The kind of bike touring I like to do involves setting a start and a destination, and then taking however long it takes to get between them. Having the chance to pause wherever I am and dig deeper is important to me, and I think it will also help me get more of the perspective I feel I’m lacking.

Also, I know I’m too much of a homebody to do this perpetually. During the downtime, here and there, perhaps I can do other things to sustain the connections I make along the way. Follow up with conversations; circle back a bit.

A website about bike touring?

As a kid, I kept a diary well before there was an internet to blog on. I’ve stuck with it because I’ve discovered that the habit of collecting my thoughts helps me squeeze more meaning and satisfaction out of life.

Putting this stuff online, where friends and family can see it, is a way of making myself more accountable for the process. I like the results and I like working on it. Plus I have some vague idea in the back of my mind that it might serve as a resource or inspiration for other people who want to try bike touring.

Of course, there are arguments against blogging, just as there are arguments against bike touring itself:

Won’t I feel compelled to maintain it instead of exploring “in the moment?”

This is a possibility. I like putting in the time to write but there does need to be balance. If I find myself turning down the chance to explore so I can catch up with a writing backlog, I should ease up on the writing and just take pictures or mutter into a voice memo instead. I’ve done some work with gadgets to make the process efficient — scripts to process photos and GPS logs, for example. There’s more I could be doing there.

If you make your journey public, people who want to harm you can find you!

In my previous trips I’ve discovered that the real threat is not premeditated actions from a distance. It’s opportunistic locals who see me passing on the road, or see me dining in a restaurant, and feel like messing with an outsider. Also, making my location available online might actually help my friends figure out what happened if I end up tied to a tree somewhere. (Presumably after being held at gunpoint and ordered to “squeal like a piggie!!” or whatever.)

Isn’t blogging about this stuff just a way to show off?

I know plenty of people who have better gear, better legs, and more distance traveled than I could ever hope for.

Everyone’s got adequate cause for humility.

But by putting up my own thing, I’m making yet another island of information which would be more useful if spread around elsewhere.

Now this is an interesting point. Ken Kifer’s Bike Pages and Sheldon Brown’s Technical Pages are wonderful resources that every cyclist should explore, and if I can make a meaningful edit or addition to those, why shouldn’t I just contact the creators directly? That way, more people could benefit from what I learn, instead of the relative few who might stumble across this site.

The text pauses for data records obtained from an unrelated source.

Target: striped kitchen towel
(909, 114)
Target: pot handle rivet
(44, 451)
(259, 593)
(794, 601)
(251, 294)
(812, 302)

Perhaps I should look into that once I’ve got some decent content up here.

2 Responses to Why?

  1. Janet Noble says:

    A note to compliment you on your Valoria story! It was so well written and quite a compelling and fascinating story.

    My favorite section was when you told the story from the bike’s point of view! Very well done!

    My husband, Brian Aldrich, and I are longtime members of GPC, and Zach Kaplan shared a link to your detective story to club members (as there was a discussion going about bike theft issues).

    And CONGRATULATIONS on your success in getting your bike back!